A small boy, maybe four or five and dressed in bib overalls, stood between the seats with his back against the cab
window and his hand on his father's shoulder. He paid me no mind at all but kept his eye on the road ahead, riding
each bump and swerve with the practiced ease of a seasoned equestrian. I was reminded of myself at that age, standing
on a tractor-axle beside my father as we drove out to the fields.
"Where you headed?" the driver asked. "Due west till I hit the ocean, then north," I answered.
"I'm looking for work." "Well, you're headed in the right direction, for sure," he said. "Things are really boomin'
up there on the Peninsula."
I settled back and immersed myself in the deeply forested country we were passing through, with
stretches of whitewater rivers and dark green interiors glimpsed and gone. We passed through small seedy towns
of one or two stoplights, gas stations and grocery stores and pickups parked in yards, and I watched the driver
shifting up or down as he accelerated or slowed in and out of the small towns, smoothly working the clutch and two gearsticks in incomprehensible combinations, sometimes using both in a single shift and sometimes just one,
in accordance with no logic that I could make out, but with all the finesse of a concert violinist, coaxing or nudging
the great gears into place with gently cupped fingers or heel of his palm.

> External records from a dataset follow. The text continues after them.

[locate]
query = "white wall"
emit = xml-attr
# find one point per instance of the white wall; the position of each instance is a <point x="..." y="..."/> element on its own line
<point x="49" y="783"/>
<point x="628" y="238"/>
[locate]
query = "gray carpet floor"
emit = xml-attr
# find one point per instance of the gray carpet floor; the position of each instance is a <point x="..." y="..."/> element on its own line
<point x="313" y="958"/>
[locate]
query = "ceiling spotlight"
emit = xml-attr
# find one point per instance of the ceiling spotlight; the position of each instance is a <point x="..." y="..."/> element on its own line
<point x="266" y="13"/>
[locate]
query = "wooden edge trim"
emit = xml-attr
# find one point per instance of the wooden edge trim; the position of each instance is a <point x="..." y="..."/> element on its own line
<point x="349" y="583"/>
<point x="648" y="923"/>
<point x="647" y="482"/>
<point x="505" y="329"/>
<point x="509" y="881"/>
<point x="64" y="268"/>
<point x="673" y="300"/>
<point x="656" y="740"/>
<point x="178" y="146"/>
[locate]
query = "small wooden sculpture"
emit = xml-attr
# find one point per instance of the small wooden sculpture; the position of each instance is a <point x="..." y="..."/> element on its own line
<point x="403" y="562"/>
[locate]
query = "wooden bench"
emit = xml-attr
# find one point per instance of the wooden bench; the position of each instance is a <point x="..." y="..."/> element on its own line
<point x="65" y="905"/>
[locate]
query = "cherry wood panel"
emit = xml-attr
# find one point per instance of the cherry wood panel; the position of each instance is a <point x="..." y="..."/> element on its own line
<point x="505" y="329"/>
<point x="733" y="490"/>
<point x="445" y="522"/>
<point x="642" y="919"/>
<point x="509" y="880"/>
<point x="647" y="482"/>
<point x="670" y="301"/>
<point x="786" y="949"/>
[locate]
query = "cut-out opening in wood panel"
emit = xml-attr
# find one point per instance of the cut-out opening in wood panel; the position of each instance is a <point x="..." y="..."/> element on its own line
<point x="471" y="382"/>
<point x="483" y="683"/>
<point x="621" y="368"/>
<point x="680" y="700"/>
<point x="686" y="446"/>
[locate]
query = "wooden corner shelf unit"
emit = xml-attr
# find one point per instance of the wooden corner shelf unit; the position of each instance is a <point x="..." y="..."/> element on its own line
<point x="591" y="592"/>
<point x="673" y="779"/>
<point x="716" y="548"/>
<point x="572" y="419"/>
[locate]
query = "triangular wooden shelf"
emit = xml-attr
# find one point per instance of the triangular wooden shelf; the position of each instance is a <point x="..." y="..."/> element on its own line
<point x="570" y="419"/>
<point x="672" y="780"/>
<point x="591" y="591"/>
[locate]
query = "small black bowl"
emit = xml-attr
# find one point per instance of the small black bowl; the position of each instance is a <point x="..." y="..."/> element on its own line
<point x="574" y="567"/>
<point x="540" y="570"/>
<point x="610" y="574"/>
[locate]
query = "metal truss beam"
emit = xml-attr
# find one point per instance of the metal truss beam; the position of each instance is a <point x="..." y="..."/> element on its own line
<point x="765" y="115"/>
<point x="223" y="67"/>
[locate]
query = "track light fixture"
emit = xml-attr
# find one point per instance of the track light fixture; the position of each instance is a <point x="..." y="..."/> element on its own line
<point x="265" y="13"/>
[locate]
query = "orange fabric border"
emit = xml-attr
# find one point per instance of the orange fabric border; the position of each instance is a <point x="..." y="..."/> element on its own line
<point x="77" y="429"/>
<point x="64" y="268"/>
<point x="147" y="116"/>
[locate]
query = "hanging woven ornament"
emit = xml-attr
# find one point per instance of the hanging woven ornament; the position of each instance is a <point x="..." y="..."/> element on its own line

When he learned that I had never seen the Pacific Ocean, he said he would drive me over to the coast
himself, though it was somewhat out of his way. And so he did, rolling all the way to Highway 101 where he turned
and drove north until
he spotted a pull-over on the coastal side of the highway. He and his boy got out with me and stood for a short time
watching the waves come in. Then they piled back into the cab of the old truck with a wave and “Good Luck!” and the
truck pulled out onto the highway, heading back the way they had come.
I filled my lungs with the clean salt air for a time, looking norhwards at forest as far as I could
see, and knew I had arrived in the true north country at last. My spirits were high, and I was eager to keep moving.
I walked over to the highway, crossed to the northbound lane, lowered my seabag to the ground and stuck out my thumb.